The dreaded phone call brings news of death that triggers grief, even when it comes as expected after a long illness.
While we cannot and should not avoid our grieving process, today’s message addresses our response to others. The closest family members possess the most immediate and highest needs. Even if you are one of them, serving others is necessary and good medicine for yourself.
What to Do?
First, express your condolences; you need not wait a polite amount of time or for some prompting. Do not miss an opportunity to comfort as my friend did when my sister died, and have it used as an example in a blog post 35 years later.
Remarkably, history repeated itself after my mother’s recent passing. A week after my mom’s passing, a 55-year-old acquaintance sent me a chatty text updating me on his recent activities without mentioning my mom. When I informed him my mom had died the previous week, he responded that he already knew and was sorry for me.
Second, do not burden yourself with the obligation to select the perfect words; they do not exist and would not be remembered anyway in the blur of activity after death. Any heartfelt words focused on the recipient serve their purpose.
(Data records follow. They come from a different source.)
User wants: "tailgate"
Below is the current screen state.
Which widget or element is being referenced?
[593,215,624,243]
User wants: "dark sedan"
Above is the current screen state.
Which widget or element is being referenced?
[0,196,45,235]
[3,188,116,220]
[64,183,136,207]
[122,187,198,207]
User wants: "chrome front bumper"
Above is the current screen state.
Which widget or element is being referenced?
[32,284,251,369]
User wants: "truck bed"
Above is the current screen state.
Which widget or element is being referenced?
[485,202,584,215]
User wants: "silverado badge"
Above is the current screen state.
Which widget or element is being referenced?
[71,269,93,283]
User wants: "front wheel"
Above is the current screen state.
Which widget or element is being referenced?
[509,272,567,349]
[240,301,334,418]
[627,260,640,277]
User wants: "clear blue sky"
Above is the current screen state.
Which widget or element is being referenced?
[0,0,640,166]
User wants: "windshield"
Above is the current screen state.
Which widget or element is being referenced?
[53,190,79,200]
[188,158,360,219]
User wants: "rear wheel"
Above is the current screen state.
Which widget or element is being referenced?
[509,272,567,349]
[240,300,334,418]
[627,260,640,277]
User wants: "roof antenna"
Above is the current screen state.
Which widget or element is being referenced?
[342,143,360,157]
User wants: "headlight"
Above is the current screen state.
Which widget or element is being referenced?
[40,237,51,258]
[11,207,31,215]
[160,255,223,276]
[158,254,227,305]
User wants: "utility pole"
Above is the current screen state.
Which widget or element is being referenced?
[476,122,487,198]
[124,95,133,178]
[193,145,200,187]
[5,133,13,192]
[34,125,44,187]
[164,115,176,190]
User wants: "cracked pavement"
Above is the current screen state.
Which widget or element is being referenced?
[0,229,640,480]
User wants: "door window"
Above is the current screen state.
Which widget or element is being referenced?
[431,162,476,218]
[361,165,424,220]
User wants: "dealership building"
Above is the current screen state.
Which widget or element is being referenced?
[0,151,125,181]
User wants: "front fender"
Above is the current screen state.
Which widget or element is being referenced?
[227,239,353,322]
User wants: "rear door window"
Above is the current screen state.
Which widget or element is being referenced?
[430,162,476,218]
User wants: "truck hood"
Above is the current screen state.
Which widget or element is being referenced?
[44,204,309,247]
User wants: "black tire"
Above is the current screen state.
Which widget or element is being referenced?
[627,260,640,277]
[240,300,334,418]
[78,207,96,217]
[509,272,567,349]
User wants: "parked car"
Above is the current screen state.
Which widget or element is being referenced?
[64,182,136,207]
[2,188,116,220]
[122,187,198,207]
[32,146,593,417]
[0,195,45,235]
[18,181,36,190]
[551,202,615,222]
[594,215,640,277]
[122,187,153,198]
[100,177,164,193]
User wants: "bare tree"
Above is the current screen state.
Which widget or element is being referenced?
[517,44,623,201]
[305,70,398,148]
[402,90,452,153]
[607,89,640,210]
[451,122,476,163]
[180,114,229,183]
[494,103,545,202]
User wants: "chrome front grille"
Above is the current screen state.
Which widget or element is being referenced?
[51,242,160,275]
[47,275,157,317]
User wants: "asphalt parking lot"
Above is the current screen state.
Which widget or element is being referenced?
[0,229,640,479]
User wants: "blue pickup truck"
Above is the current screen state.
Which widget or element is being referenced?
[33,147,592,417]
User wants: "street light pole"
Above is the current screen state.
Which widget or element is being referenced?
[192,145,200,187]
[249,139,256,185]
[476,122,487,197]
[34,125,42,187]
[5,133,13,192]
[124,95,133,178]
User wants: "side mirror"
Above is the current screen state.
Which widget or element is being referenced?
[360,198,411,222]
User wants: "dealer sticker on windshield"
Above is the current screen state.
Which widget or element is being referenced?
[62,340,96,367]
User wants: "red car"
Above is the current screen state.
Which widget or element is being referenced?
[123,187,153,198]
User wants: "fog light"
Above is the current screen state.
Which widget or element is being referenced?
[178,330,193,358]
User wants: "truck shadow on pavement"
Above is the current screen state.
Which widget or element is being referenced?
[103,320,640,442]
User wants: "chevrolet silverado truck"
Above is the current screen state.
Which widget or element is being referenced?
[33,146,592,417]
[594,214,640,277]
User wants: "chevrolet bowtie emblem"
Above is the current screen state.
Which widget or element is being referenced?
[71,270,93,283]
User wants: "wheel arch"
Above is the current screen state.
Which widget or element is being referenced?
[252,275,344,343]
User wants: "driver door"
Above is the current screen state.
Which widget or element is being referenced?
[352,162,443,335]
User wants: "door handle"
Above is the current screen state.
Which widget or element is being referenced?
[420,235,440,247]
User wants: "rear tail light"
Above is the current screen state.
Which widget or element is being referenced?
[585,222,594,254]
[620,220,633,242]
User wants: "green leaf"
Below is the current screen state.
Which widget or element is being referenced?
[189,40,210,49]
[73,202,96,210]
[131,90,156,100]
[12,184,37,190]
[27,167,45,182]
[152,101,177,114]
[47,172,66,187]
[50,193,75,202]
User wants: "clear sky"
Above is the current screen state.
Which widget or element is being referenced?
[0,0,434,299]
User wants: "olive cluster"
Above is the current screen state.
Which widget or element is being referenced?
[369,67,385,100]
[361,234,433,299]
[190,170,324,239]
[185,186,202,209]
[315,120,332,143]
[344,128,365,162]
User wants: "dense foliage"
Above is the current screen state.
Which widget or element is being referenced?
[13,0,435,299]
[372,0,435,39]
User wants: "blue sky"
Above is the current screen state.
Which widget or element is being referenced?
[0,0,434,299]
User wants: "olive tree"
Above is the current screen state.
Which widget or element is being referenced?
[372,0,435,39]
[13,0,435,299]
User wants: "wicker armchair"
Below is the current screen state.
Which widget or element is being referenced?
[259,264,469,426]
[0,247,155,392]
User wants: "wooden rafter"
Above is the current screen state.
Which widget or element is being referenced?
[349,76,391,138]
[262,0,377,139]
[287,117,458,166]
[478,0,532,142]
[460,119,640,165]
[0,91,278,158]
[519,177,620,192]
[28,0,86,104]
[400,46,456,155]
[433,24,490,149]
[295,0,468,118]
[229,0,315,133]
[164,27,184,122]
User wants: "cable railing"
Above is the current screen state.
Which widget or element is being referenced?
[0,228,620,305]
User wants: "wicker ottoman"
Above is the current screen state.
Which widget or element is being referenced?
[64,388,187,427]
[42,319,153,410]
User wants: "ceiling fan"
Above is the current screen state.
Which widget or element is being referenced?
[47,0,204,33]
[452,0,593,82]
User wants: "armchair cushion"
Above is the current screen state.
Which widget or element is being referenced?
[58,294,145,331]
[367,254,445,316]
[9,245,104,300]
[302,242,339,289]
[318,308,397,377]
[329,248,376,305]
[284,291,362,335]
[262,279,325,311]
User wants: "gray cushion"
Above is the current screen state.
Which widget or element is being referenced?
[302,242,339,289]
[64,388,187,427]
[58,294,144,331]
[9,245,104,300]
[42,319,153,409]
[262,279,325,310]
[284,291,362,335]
Stories of dearly departed Bob, fondly talking about how proud he was when his daughter graduated from college, or how Bob was there for me when I was going through tough times are invaluable. It is not the time to talk about your Uncle Harry, who suffered from the same illness.
Third, do not fret that you are not close enough or need to wait a polite amount of time. Did you ever hear the spouse say someone was not entitled to express condolences or called too soon? You are far more likely to be insufficient than inappropriate.
A recent and “bare” acquaintance consistently sent me supportive messages, including on Mother’s Day after my mom’s death. I never thought, “You don’t know me that way,” and you are not entitled to send me these notes. Instead, I was profoundly grateful for her interest and comforting words.
Fourth, be cautious if and to what extent you mention faith. Even a devout mother may feel abandoned by or mad at God, and telling her that her daughter’s death is part of God’s divine master plan may unnecessarily aggravate those feelings.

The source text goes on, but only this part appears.